Not surprisingly, this fight over water management and distribution is the focus of several important new works by activists and intellectuals in the global justice movement. Barlow and Clarke of the Council of Canadians have a history of involvement in water advocacy, and Blue Gold brings together the research of environmentalists, policy makers, public utility workers, and others to give a comprehensive picture of the water crisis and the role of corporate elites within it.

The first section of the book testifies to the frightening situation of fresh water resources on the planet. Urbanization, industry, farming practices from the green revolution, and consumption rates in the first world mean that amount of clean fresh water is decreasing at an alarming rate.

The water crisis is not even equally distributed; while no country is free of water problems, 75% of those in water stress live in the global south. Disparities also exist within countries. The poorest people in the poorest countries pay the most for water, since they have to get it from private vendors. Elites and tourists get special access, even in times of crisis or drought.

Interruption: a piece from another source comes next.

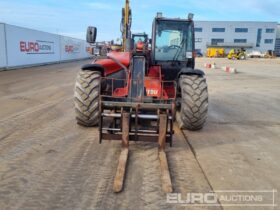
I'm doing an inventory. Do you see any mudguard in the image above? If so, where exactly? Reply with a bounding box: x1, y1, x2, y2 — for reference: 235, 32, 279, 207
178, 68, 205, 78
81, 64, 105, 77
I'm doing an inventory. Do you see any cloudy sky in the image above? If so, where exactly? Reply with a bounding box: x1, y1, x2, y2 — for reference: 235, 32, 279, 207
0, 0, 280, 40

In the second section, Barlow and Claude expose the corporate economic agenda of privatizing the world’s public water system for their profit. Though posed as a solution for water shortages, privatization usually entails a decrease in quality, skyrocketing tariffs and limiting working and poor people’s ability to access this necessity.

If there are any weak points in the book, it is in the conclusions offered. While Barlow and Clarke point to the importance of civil society’s involvement in water policy, many of their solutions depend on governments developing stronger laws or the U.N. incorporating the right to water into the declaration on human rights. Since these very institutions serve as vehicles of corporate interests, then perhaps going back to the lessons they document of Bolivia, where people take power and build alternatives, would provide a more useful guide for water activists.

Severe crisis

Shiva, a longtime environmental activist and writer, brings her understanding of economic globalization and the environment to the issue of water. Water Wars discusses the severe crisis of fresh water, focusing on the values and policies of corporations who have, through the green revolution, deforestation, pollution and damming, created shortages in places once abundant with water.

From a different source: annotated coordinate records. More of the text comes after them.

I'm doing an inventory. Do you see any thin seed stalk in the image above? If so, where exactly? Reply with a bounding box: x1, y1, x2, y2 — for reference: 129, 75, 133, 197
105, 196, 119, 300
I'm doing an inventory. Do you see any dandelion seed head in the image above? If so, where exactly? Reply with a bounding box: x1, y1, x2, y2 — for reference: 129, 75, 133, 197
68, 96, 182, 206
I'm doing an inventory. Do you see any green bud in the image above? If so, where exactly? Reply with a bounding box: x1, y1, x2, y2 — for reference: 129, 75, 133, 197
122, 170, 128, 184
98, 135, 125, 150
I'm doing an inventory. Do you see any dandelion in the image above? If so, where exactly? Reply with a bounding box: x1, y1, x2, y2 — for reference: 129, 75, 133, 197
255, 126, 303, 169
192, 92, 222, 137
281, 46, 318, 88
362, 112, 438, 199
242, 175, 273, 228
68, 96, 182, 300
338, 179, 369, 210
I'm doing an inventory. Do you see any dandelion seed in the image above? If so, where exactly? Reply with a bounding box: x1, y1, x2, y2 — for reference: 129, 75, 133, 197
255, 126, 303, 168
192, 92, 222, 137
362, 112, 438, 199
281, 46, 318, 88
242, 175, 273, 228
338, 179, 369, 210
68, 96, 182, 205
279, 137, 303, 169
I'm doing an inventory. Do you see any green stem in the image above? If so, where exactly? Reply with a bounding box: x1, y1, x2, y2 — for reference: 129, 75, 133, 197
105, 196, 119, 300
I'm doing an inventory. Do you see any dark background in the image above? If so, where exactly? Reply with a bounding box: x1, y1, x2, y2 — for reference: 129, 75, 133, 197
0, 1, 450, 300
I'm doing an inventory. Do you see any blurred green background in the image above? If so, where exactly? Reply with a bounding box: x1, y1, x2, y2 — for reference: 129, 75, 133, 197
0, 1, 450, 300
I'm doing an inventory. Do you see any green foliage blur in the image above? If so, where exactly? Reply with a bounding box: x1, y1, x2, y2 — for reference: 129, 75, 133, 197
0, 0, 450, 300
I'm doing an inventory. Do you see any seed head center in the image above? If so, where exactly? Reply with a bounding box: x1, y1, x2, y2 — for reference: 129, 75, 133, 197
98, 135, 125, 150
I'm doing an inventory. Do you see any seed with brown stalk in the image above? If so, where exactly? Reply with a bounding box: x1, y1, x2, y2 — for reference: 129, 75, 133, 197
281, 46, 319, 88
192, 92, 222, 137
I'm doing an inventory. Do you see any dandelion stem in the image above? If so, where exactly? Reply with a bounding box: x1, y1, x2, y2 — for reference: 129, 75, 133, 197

Shiva explains the current water takeover and the role of the International Financing Institutions (IFIs), corporations, government elites and trade institutions. She contrasts this with the vision of societies and religions around the world who have traditionally viewed water as sacred and held it as a commons.

Water increasingly underlies local, national and international disputes, and is one of the primary issues in the struggle of the Palestinian people. Shiva weaves in cases of water saving technologies in India and looks to these examples as the path for equitable and sustainable uses of water in the future. Like Barlow and Clarke, Shiva views water as an intrinsically different resource that can never be commodified because of its indispensable life giving qualities.

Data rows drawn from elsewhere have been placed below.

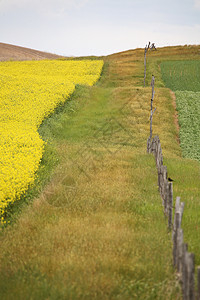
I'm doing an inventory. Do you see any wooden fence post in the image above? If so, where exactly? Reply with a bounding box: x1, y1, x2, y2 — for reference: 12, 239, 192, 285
197, 267, 200, 300
144, 45, 148, 87
186, 252, 195, 300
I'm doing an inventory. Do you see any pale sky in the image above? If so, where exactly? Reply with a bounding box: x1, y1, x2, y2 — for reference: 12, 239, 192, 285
0, 0, 200, 56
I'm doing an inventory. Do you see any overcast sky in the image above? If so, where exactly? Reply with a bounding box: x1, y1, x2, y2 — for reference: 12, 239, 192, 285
0, 0, 200, 56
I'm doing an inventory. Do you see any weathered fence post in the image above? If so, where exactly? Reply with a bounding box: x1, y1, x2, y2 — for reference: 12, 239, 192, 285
168, 182, 173, 229
144, 45, 148, 87
176, 229, 183, 279
197, 267, 200, 300
186, 252, 195, 300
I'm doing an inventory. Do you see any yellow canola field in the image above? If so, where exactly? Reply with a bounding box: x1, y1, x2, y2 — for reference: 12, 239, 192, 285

While her stand against private ownership should be universal for anyone concerned with social justice, perhaps extending it to other resources would better link the issue of water privatization to other concerns global justice activists face, such as the privatization of all public and social services which working people have fought for.

The issue of water privatization has already become a focal point of global justice struggles around the world, and these works leave no doubt that the issue of water conservation and distribution should be on the forefront of all of our minds. These analyses of what’s at stake, the powers at play and possibilities for confronting the situation, give activists the fundamentals for entering into the debate.